The first half of the film is a deadpan comic masterwork, as it depicts a society in which there are no half measures allowed – whether it’s with being bi-sexual or shoe-size – or just liking to be alone. Lanthimos wonderfully mocks society’s obsession with marriage and the nuclear family, as it forces these people into relationships with the wrong people, because even that is better than being alone. The people at the hotel show little to no emotion, but are almost all miserable. Farrell finds the perfect note for David in these scenes – and there is wonderfully supporting work by Ben Whishaw and John C. Reilly as his two buddies, who are even more lost than he is, the wonderful Ashley Jensen as the saddest character in the film, Lanthimos regular Angeliki Papoulia as “the heartless woman” – who really lives up to her name,  and Olivia Colman, hilarious, as the hotel manager. All of the characters in the film – except for David – are named just after their most defining characteristic – society’s way of boiling people down even more than normal. This first half is hilarious in the way Lanthimos pokes at society’s relationship obsession. It’s also a meticulously crafted film – with expert production design and framing. There’s a little bit of Wes Anderson in this first half alongside Bunuel – and it’s brilliant.
 
The second of the film shifts, and while I don’t think it’s as funny or as tightly focused as the first half it does expand the film’s overall meaning. David will eventually leave the hotel and end up with the loners in the woods. As ridiculously rigid as society as a whole is as forcing people into coupledom, the loners are as rigid about enforcing solitude being alone – the punishment for small infractions can be severe. The film then is not just about modern society’s obsession with coupling off, but also about fundamentalism as a whole – anybody with rigidly held beliefs that forces those beliefs onto others. Even more impressive in that second half though is that the film manages to actually tell a quietly moving love story – as David meets and falls for the Short Sighted Woman (Rachel Weisz) – who also acts as the film’s narrator.

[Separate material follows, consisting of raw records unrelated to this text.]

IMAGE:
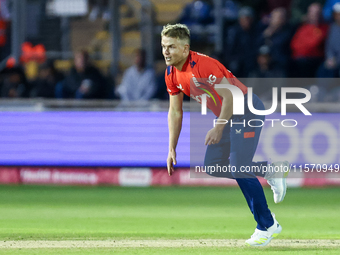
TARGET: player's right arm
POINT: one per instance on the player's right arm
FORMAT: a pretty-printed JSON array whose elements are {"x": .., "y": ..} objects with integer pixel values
[{"x": 175, "y": 117}]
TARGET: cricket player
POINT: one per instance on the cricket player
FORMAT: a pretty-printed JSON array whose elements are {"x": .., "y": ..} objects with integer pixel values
[{"x": 227, "y": 145}]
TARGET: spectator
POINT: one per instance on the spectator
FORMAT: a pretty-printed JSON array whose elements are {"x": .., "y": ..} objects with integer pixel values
[
  {"x": 14, "y": 83},
  {"x": 48, "y": 78},
  {"x": 265, "y": 69},
  {"x": 240, "y": 45},
  {"x": 258, "y": 6},
  {"x": 308, "y": 44},
  {"x": 328, "y": 10},
  {"x": 99, "y": 7},
  {"x": 83, "y": 81},
  {"x": 277, "y": 37},
  {"x": 274, "y": 4},
  {"x": 197, "y": 15},
  {"x": 299, "y": 9},
  {"x": 331, "y": 67},
  {"x": 230, "y": 10},
  {"x": 138, "y": 81}
]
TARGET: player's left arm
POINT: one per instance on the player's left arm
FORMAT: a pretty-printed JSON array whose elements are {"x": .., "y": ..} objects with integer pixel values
[{"x": 214, "y": 135}]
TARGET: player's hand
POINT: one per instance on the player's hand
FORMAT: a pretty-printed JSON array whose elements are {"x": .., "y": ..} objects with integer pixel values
[
  {"x": 213, "y": 136},
  {"x": 171, "y": 162}
]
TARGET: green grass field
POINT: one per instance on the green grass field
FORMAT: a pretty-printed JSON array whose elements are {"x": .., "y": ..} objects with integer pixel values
[{"x": 30, "y": 213}]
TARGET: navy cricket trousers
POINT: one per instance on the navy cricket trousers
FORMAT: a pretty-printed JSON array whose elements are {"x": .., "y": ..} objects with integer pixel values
[{"x": 237, "y": 148}]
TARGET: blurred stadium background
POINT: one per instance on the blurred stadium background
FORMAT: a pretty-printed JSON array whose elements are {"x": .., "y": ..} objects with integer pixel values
[
  {"x": 56, "y": 130},
  {"x": 63, "y": 123}
]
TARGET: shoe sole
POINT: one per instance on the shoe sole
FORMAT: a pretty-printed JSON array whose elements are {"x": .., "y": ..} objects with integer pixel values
[
  {"x": 284, "y": 183},
  {"x": 268, "y": 240}
]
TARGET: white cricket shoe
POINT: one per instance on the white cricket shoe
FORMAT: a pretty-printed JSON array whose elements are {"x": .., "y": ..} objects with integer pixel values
[
  {"x": 262, "y": 238},
  {"x": 277, "y": 179}
]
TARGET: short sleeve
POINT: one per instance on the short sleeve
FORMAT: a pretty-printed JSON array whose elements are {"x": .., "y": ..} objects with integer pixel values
[
  {"x": 171, "y": 87},
  {"x": 210, "y": 69}
]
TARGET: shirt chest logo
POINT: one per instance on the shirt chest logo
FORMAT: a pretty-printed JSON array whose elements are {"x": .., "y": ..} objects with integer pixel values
[
  {"x": 212, "y": 79},
  {"x": 180, "y": 87}
]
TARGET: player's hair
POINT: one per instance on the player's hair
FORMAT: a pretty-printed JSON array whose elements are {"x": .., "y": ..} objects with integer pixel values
[{"x": 178, "y": 31}]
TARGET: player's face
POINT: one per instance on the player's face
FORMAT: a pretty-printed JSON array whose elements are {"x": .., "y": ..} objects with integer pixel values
[{"x": 175, "y": 51}]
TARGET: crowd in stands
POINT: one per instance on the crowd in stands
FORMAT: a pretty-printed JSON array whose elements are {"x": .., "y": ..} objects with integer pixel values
[{"x": 262, "y": 39}]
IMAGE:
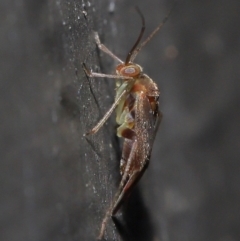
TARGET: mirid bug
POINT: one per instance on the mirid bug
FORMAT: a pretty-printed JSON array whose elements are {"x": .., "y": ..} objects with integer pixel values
[{"x": 138, "y": 117}]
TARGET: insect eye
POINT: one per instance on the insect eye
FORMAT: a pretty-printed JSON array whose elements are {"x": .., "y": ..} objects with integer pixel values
[{"x": 129, "y": 70}]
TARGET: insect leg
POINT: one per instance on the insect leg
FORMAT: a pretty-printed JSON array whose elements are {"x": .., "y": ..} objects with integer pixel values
[
  {"x": 106, "y": 116},
  {"x": 104, "y": 48},
  {"x": 89, "y": 73},
  {"x": 118, "y": 196}
]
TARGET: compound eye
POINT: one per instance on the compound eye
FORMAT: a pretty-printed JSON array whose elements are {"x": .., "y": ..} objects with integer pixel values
[{"x": 130, "y": 71}]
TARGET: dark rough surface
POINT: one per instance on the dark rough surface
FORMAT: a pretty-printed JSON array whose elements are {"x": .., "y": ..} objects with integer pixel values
[{"x": 55, "y": 185}]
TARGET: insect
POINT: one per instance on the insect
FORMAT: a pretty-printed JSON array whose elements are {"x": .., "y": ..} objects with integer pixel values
[{"x": 138, "y": 117}]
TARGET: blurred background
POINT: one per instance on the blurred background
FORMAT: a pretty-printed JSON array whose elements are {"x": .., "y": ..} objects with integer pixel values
[{"x": 55, "y": 184}]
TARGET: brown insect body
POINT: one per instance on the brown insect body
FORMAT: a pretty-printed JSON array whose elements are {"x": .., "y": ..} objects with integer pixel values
[
  {"x": 136, "y": 104},
  {"x": 137, "y": 115}
]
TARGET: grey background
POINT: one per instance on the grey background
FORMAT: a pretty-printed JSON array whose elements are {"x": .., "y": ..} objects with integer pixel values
[{"x": 55, "y": 185}]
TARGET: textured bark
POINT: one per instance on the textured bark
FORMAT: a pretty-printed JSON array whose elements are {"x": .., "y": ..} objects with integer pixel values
[{"x": 56, "y": 184}]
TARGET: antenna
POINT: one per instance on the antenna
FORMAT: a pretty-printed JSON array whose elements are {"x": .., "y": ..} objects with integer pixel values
[
  {"x": 133, "y": 49},
  {"x": 137, "y": 50}
]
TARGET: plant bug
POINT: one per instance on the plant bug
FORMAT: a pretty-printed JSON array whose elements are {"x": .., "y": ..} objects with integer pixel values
[{"x": 138, "y": 116}]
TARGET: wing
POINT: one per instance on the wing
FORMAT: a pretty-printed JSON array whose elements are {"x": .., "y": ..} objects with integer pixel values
[{"x": 137, "y": 151}]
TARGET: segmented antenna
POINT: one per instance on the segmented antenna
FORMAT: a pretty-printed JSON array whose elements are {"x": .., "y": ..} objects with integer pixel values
[
  {"x": 137, "y": 50},
  {"x": 133, "y": 49}
]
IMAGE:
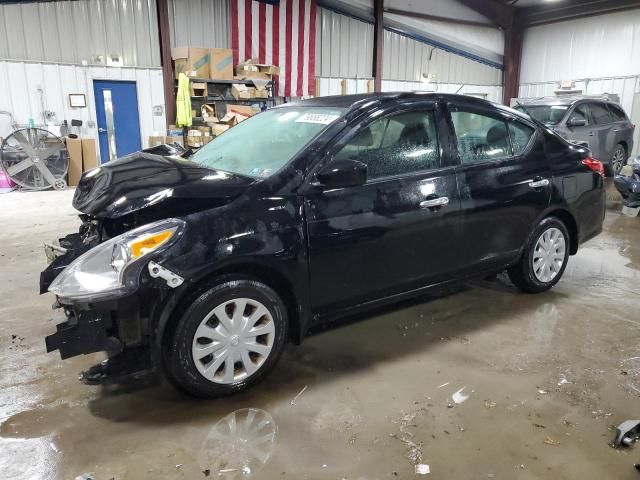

There is a danger when you make a comedy this deadpan that it becomes merely a intellectual exercise – something that I do think Alps, and to a lesser extent, Dogtooth fell into. Farrell does a wonderful here. In the past, he has been used by directors like Michael Mann (Miami Vice) and Terrence Malick (The New World), for his physical presence. There is some of that here as well – the way he stiffly moves in the first part of the movie, than gradually loosens up. While his deadpan delivery remains a constant throughout – it also softens as it moves along, as he develops more emotions.
 
The Lobster is a very strange movie – and also the rare modern movie I would describe as a true original. Lanthimos clearly is inspired by Luis Bunuel – but his films are not mere copies of that master. He’s still early in his career – but he has developed into one of the most interesting filmmakers currently working right now.